Decentralized perpetual futures have exploded from a niche experiment into a trillion-dollar battleground. By October 2025, daily perp DEX volume surged past $100B; September 2025 alone saw $1.05T traded on decentralized perps—roughly 10–15% of the total crypto futures market. For much of the past year Hyperliquid reigned supreme, at one point capturing ~70% of the market with a custom L1, sub-200ms finality, and deep order books. By late 2025 its share had slipped as Aster (multi-chain, Binance-adjacent) and Lighter (zk-rollup, zero fees) stormed in. Aster briefly led by reported volume; Lighter built on verifiable fairness and no trading fees.

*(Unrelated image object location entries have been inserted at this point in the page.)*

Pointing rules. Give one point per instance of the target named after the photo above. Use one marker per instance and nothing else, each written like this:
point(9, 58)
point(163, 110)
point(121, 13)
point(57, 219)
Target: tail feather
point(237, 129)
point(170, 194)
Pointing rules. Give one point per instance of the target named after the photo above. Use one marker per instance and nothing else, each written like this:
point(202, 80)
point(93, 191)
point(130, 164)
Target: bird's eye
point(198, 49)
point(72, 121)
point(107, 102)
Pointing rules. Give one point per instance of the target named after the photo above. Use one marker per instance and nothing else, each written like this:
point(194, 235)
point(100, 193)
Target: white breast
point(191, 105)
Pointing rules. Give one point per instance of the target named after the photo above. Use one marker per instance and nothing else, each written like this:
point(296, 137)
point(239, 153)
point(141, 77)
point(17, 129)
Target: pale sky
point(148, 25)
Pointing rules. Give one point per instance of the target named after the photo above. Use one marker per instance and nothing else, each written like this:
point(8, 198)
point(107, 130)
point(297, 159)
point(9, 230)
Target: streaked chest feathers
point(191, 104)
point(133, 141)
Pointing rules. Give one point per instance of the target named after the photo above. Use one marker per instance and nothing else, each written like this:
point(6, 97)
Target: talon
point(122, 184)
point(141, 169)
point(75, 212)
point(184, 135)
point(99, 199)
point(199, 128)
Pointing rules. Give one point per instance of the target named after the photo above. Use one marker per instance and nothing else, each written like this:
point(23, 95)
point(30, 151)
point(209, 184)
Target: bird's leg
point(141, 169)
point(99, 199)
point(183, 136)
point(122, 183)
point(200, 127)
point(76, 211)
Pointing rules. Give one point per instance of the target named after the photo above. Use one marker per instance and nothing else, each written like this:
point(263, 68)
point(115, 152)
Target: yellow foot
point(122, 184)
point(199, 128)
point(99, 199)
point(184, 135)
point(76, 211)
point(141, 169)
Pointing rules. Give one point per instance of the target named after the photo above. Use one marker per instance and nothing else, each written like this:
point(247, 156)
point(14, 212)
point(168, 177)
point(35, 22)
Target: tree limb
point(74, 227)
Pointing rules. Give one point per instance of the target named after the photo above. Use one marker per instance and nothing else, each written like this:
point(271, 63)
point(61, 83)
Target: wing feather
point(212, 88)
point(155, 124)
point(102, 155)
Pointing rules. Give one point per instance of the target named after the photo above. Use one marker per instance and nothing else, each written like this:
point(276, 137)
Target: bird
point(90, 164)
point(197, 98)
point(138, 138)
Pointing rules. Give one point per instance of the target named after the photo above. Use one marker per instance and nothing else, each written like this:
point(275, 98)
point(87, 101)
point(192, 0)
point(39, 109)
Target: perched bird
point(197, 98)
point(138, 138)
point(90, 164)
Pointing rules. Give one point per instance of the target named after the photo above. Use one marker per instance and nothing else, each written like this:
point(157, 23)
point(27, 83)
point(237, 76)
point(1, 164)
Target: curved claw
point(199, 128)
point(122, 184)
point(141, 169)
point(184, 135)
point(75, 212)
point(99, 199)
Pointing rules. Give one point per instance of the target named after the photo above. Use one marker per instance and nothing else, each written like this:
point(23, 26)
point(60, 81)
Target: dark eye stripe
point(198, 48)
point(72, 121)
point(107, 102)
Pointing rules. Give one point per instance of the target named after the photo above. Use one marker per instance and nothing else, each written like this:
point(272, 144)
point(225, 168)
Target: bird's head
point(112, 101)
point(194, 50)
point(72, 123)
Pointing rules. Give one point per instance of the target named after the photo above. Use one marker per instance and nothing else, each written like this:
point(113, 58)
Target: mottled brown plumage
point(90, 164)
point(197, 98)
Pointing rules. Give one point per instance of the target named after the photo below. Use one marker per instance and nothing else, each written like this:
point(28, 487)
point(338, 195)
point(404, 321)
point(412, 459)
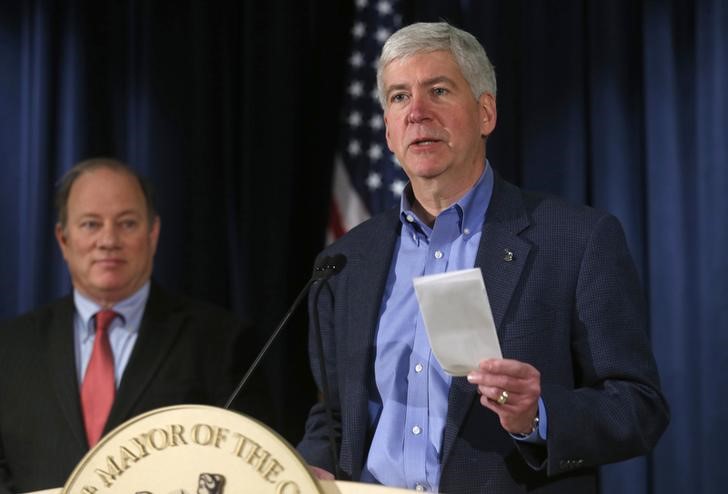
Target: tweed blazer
point(568, 301)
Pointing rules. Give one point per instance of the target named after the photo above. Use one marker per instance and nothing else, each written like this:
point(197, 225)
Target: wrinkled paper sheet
point(458, 319)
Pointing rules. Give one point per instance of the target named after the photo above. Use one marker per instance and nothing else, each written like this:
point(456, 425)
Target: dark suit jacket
point(186, 352)
point(569, 303)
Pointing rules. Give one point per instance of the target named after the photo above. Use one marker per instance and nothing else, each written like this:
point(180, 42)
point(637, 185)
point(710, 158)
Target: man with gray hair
point(578, 385)
point(118, 346)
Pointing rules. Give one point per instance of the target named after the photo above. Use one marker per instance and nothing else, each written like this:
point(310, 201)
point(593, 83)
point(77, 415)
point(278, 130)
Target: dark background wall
point(232, 109)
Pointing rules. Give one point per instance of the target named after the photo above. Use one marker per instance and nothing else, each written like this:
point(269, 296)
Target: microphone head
point(337, 262)
point(329, 266)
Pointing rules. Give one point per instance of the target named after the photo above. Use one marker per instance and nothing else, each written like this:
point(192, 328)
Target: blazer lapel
point(62, 363)
point(501, 256)
point(158, 331)
point(370, 268)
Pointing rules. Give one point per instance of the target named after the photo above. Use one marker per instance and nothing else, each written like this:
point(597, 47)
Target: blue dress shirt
point(123, 331)
point(409, 407)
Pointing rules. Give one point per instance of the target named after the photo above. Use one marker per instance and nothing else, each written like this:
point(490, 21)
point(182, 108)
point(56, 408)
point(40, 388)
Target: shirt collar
point(87, 308)
point(471, 208)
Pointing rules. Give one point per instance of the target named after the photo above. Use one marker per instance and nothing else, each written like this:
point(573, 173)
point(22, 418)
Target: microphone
point(323, 270)
point(335, 264)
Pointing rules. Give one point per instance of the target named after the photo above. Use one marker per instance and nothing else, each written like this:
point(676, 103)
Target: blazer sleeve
point(615, 409)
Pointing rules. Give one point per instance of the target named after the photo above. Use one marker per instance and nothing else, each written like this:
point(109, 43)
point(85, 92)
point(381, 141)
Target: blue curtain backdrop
point(230, 108)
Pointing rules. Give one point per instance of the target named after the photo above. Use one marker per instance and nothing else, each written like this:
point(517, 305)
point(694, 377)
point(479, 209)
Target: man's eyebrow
point(426, 83)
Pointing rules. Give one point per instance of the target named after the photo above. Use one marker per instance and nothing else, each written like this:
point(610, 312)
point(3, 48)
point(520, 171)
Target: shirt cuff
point(537, 436)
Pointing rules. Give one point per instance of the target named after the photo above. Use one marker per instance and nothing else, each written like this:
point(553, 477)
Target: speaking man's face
point(435, 126)
point(108, 242)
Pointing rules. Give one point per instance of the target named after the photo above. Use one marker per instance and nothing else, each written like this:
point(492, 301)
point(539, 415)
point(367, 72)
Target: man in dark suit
point(159, 349)
point(577, 387)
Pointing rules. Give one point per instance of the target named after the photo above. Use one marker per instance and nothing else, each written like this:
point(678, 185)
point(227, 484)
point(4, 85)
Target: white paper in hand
point(458, 319)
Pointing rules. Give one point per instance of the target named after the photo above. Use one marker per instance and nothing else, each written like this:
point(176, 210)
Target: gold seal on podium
point(192, 449)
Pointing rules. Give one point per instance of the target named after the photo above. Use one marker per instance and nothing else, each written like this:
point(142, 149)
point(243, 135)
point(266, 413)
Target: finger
point(508, 367)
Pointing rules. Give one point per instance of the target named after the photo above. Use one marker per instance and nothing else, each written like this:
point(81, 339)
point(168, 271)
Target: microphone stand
point(322, 272)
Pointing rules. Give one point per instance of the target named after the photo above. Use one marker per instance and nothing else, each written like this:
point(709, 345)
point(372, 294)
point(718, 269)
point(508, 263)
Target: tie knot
point(103, 319)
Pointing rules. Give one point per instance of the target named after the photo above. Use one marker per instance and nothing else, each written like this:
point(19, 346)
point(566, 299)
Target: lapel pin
point(508, 255)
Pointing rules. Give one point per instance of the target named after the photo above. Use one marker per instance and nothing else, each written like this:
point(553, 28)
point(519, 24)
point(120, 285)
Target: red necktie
point(98, 388)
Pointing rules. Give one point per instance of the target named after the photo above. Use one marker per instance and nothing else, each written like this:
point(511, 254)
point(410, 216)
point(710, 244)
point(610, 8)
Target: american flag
point(367, 177)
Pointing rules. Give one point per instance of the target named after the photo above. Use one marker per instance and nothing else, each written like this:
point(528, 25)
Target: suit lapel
point(157, 333)
point(501, 256)
point(370, 268)
point(62, 363)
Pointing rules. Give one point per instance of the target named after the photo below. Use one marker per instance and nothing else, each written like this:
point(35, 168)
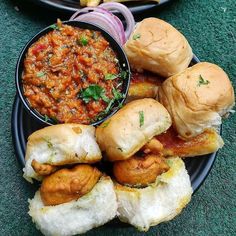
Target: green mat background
point(210, 27)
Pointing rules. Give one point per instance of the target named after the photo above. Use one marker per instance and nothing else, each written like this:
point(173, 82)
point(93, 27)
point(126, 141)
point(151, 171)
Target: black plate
point(23, 125)
point(71, 6)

Macro drivers: post-FTX trust shift toward non-custodial venues; maturing infra (faster L2s, cheaper gas); Hyperliquid’s proof that a DEX can match CEX throughput; VC war chests; and regulatory pressure on centralized derivatives pushing flow on-chain. Earlier attempts taught hard lessons: dYdX’s token misalignment and semi-centralized orderbook cost it the lead; GMX’s AMM depth constraints limited scale; Mango’s oracle exploit led to a $116M drain. Hyperliquid’s trifecta—speed, depth via HLP vault, and token economics that direct fees into buybacks—set the bar. Aster bet on multi-chain deployment and aggressive incentives (with questions about organic volume); Lighter on cryptographic guarantees and zero fees. Pop markets—memecoins like PUMP, pre-launch token futures—stress-tested risk engines and liquidity. The war is making everyone up their game: fees have dropped, spreads tightened, and product innovation accelerated. The winner(s) will likely combine CEX-like execution with DeFi-like ownership and sustainable tokenomics.